I’d lost them. There I was heading towards Whipps Cross and not a Fleet Street hack in sight. I hadn’t a clue what I was doing. I was elated I’d lost them. I’d actually
shaken the buggers off. No idea where I was going, then I saw a signpost saying A12, and I thought “A12? Doesn’t that lead out towards Suffolk?” And then I thought of you. I do
hope you don’t mind. If you think about it, it’s the last place the bastards’ll ever look for me.’

‘I’ve already said I don’t. All the same, how did you know I was here?’

‘Anna,’ Woodbridge said simply, and it was quite enough for Troy.

‘I stopped off at a bookshop in Chelmsford. Wasn’t a lot of choice. But there’s a new Marge Allingham and a Graham Greene I didn’t know was in paperback. I don’t
know whether you like Greene?’

‘None better,’ said Troy. He’d read
Our Man in Havana
, but he’d enjoy reading it again. He’d not read the Allingham, but then he never read detective stories
– not since he was young, before he became a copper – but Rod read them, as he put it, as a “parliamentary relaxation”, and Rod rated Allingham. It was thoughtful of
Woodbridge and Troy hoped he wasn’t about to pay their price in an afternoon bearing witness to his self-pity.

Woodbridge picked up the
Herald
. Looked at the headline. Tossed the paper back on the coffee table.

‘I don’t even know what “procurement” means. I’d never heard of it.’

‘It means introducing a woman under the age of twenty-one to a man over the age of twenty-one for the purposes of sexual intercourse.’

‘Parliament must have been mad to pass a law like that!’

‘Most of the time you are.’

‘I mean – how is a chap to know when he introduces Miss X to Mister Y that they’re going to do it? Half the chaps I know would be in jail if that were illegal.’

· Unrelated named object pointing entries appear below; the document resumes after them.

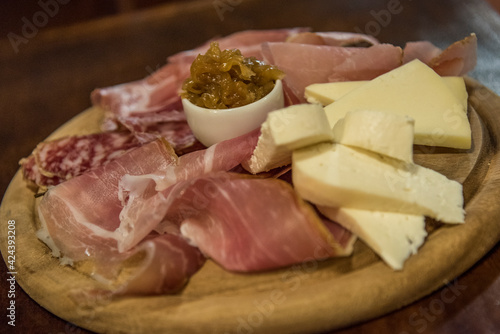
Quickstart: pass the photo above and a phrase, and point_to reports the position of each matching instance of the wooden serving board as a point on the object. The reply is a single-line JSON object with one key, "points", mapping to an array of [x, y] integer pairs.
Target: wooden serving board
{"points": [[308, 297]]}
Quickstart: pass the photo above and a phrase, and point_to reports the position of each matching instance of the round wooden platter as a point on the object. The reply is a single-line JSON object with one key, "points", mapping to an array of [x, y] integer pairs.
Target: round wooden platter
{"points": [[308, 297]]}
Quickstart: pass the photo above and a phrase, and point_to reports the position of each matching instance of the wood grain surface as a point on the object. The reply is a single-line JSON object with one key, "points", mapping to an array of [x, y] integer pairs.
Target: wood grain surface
{"points": [[49, 80]]}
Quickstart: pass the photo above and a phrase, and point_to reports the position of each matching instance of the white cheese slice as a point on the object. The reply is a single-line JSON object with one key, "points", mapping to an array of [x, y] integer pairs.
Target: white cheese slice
{"points": [[376, 131], [393, 236], [414, 90], [326, 93], [340, 176], [283, 131]]}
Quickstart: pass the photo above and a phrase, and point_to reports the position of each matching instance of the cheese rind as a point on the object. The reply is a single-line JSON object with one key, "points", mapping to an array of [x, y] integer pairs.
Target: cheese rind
{"points": [[285, 130], [387, 134], [414, 90], [335, 175], [393, 236]]}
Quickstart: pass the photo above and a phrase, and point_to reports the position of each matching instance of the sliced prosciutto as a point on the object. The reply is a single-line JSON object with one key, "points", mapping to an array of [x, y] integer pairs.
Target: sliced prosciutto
{"points": [[166, 262], [140, 193], [333, 38], [82, 214], [56, 161], [323, 63], [157, 96], [244, 223]]}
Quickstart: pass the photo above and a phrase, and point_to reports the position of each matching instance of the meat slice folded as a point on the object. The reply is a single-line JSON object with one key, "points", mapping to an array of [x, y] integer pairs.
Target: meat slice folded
{"points": [[156, 97], [141, 194], [333, 38], [245, 223], [56, 161], [81, 218], [323, 63]]}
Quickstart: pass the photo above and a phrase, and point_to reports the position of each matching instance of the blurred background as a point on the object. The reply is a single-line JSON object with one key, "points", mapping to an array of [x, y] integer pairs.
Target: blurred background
{"points": [[11, 11]]}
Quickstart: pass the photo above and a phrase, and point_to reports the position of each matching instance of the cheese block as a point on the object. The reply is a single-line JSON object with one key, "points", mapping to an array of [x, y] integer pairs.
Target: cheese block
{"points": [[393, 236], [336, 175], [283, 131], [326, 93], [380, 132], [414, 90]]}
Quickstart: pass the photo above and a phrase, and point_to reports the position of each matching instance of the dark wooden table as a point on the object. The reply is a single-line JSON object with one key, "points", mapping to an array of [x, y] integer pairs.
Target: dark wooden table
{"points": [[47, 75]]}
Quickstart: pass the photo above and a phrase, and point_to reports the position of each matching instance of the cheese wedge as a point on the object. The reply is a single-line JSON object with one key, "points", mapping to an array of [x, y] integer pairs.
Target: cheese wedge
{"points": [[326, 93], [335, 175], [393, 236], [414, 90], [285, 130], [387, 134]]}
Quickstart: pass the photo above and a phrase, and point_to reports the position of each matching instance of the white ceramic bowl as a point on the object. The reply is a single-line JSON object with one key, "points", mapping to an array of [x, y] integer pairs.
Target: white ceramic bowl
{"points": [[211, 126]]}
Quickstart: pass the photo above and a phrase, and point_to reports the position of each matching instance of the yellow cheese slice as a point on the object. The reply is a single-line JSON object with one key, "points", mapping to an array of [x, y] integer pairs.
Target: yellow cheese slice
{"points": [[393, 236], [379, 132], [414, 90], [336, 175]]}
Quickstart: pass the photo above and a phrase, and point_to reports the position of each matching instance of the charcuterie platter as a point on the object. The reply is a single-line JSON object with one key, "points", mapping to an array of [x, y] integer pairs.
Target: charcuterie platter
{"points": [[309, 296]]}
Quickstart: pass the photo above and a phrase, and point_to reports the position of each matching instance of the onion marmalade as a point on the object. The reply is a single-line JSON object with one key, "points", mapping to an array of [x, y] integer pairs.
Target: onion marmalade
{"points": [[226, 79]]}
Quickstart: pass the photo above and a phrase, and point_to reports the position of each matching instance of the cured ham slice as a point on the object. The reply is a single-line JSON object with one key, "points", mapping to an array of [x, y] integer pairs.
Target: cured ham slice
{"points": [[53, 162], [143, 192], [81, 215], [244, 223], [425, 51], [234, 231], [157, 95], [456, 60], [248, 42], [322, 63], [160, 264], [333, 38]]}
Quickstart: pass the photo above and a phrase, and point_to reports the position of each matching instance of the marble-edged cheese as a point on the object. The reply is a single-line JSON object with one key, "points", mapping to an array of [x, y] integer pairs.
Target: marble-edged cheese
{"points": [[326, 93], [376, 131], [393, 236], [414, 90], [285, 130], [336, 175]]}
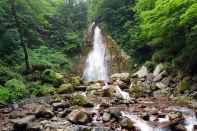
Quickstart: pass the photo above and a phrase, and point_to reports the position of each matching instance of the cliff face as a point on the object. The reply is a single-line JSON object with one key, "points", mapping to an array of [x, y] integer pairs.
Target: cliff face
{"points": [[116, 58]]}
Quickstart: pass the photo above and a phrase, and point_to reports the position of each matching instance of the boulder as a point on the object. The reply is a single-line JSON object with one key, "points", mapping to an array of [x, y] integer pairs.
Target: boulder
{"points": [[22, 123], [160, 76], [160, 85], [143, 72], [78, 117], [81, 100], [44, 112], [65, 88], [120, 76], [62, 105], [121, 94], [126, 123], [106, 116]]}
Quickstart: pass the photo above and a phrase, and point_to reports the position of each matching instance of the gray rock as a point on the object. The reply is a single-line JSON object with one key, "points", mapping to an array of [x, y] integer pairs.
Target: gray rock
{"points": [[23, 123], [106, 117], [126, 123], [44, 112], [78, 117]]}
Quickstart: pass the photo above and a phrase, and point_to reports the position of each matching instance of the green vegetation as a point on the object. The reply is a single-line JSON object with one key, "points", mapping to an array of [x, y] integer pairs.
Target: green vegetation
{"points": [[41, 41]]}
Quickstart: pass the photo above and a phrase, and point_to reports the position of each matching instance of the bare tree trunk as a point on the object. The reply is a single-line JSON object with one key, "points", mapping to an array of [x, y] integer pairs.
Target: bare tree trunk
{"points": [[20, 31]]}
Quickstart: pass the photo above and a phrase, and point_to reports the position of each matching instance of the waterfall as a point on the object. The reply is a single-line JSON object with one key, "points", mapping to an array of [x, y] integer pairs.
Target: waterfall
{"points": [[96, 63]]}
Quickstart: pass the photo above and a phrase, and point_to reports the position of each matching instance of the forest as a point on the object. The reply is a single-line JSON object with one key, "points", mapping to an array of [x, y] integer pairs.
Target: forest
{"points": [[98, 65]]}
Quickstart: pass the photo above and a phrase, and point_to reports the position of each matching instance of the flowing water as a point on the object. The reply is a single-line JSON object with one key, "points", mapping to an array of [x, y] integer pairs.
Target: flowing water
{"points": [[96, 63]]}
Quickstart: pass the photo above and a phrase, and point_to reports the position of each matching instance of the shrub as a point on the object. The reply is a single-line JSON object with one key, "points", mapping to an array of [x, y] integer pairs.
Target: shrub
{"points": [[16, 88], [81, 100], [4, 95], [52, 77], [183, 86], [7, 74]]}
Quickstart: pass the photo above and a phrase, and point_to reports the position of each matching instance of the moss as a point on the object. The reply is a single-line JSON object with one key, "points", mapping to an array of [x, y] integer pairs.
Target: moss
{"points": [[136, 91], [4, 95], [75, 80], [183, 86], [16, 88], [52, 77], [81, 100], [65, 88]]}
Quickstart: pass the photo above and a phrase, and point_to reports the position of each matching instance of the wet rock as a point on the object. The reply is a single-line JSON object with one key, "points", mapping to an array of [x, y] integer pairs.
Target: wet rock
{"points": [[61, 105], [126, 123], [179, 127], [121, 94], [81, 100], [23, 123], [145, 116], [78, 117], [143, 72], [44, 112], [65, 88], [106, 116], [34, 127], [160, 85], [115, 114], [120, 76], [160, 76], [175, 116]]}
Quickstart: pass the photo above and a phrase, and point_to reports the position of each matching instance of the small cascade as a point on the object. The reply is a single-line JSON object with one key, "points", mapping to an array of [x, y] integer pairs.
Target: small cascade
{"points": [[96, 63]]}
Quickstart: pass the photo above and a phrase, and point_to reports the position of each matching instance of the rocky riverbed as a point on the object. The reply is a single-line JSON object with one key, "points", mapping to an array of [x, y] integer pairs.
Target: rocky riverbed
{"points": [[134, 102]]}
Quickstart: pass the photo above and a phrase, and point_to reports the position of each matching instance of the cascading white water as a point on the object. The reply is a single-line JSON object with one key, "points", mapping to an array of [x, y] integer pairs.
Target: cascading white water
{"points": [[96, 65]]}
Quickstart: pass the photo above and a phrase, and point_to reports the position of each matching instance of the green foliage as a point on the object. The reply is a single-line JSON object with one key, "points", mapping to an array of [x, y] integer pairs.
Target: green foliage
{"points": [[183, 86], [7, 74], [4, 95], [81, 100], [52, 77], [16, 88], [37, 89]]}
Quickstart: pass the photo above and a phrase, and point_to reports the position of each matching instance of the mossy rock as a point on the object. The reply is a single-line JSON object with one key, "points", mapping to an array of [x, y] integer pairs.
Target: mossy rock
{"points": [[42, 90], [52, 77], [136, 91], [65, 88], [81, 100], [4, 95], [76, 80], [183, 86]]}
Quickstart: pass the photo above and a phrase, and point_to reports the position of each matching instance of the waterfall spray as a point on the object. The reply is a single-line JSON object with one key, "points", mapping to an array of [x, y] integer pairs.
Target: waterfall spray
{"points": [[96, 63]]}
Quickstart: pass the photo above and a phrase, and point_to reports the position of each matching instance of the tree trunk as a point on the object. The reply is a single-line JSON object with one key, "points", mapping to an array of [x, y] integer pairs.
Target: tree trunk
{"points": [[20, 31]]}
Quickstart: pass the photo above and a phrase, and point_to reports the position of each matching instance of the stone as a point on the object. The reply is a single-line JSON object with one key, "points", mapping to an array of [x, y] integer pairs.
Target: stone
{"points": [[160, 85], [44, 112], [175, 116], [158, 69], [121, 94], [65, 88], [78, 117], [126, 123], [143, 72], [159, 76], [106, 116], [61, 105], [120, 76], [23, 123]]}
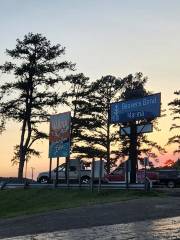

‘What do you mean “if ”? It is illegal.’

‘But the twins are twenty-four or five!’

‘They’re not twins. So, they’re lying about the age of one them regardless. And how old is Clover?’

‘I didn’t have sex with Clover.’

‘Really?’

‘Believe me, Troy. Not only did I not fuck young Clover, Fitz did not introduce me to the Ffitch girls. I met them at his house, true, but the mood he was in he offered no introduction. I
chatted to Tara and asked her if she’d have dinner with me some time. She said, “We do everything together.” I said, “Everything?” “Yes,” she said,
“so if you think that’ll cramp your style I wouldn’t ask any further.” She short-circuited all the chat-up lines I knew. We all three of us had dinner in the West End a
couple of times and then we all three of us went to bed together. Fitz had no part of it. I shouldn’t think he knew till we started going down to Uphill on a regular basis.’

‘And now, according to the
Sunday Post
, Major Ffitch is threatening to horsewhip you.’

‘Worse. Young Clover’s grandfather has threatened to thrash me in public if he finds out I had his granddaughter.’

‘I didn’t see that.’

‘No. It’s not in the papers, it’s just gossip, but these days what few friends I have left seem to think it essential to tell me every whisper that reaches their
ears.’

‘Who is this old fool?’

‘Dunno. Sir Somebody Something. Nobody seemed to have a name. Just some old bugger with a knighthood.’

‘Good Lord – did Clover strike you as a recent descendant of anyone with a title?’

‘I give up on accents these days – I thought she was a cockney sparrow, but it could have been an affectation. The number of people you meet nowadays affecting Scouse, I’m
surprised she didn’t sound like John Lennon.’

‘Classlessness ain’t what it used to be.’

Woodbridge laughed at this. It diverted them both, but as the laughter died Woodbridge reached a new level – a frankness Troy could not see as wholly devoid of self-pity and the
self-centredness which seemed an inescapable part of the man’s charm.

‘You know, I did nothing wrong.’

‘Try telling my brother that.’

‘I’m a widower. I’m not a married man. I’m not an adulterer. I took the view that who I slept with was no concern of my colleagues in the House, nor of anyone else. If
people think three in a bed is kinky, I can’t help that. I did not do it in the street. I did not frighten the horses. It’s not illegal. I didn’t choose it, but between you and me
I’d recommend it to any man past his prime as a way of taking ten years off the clock.’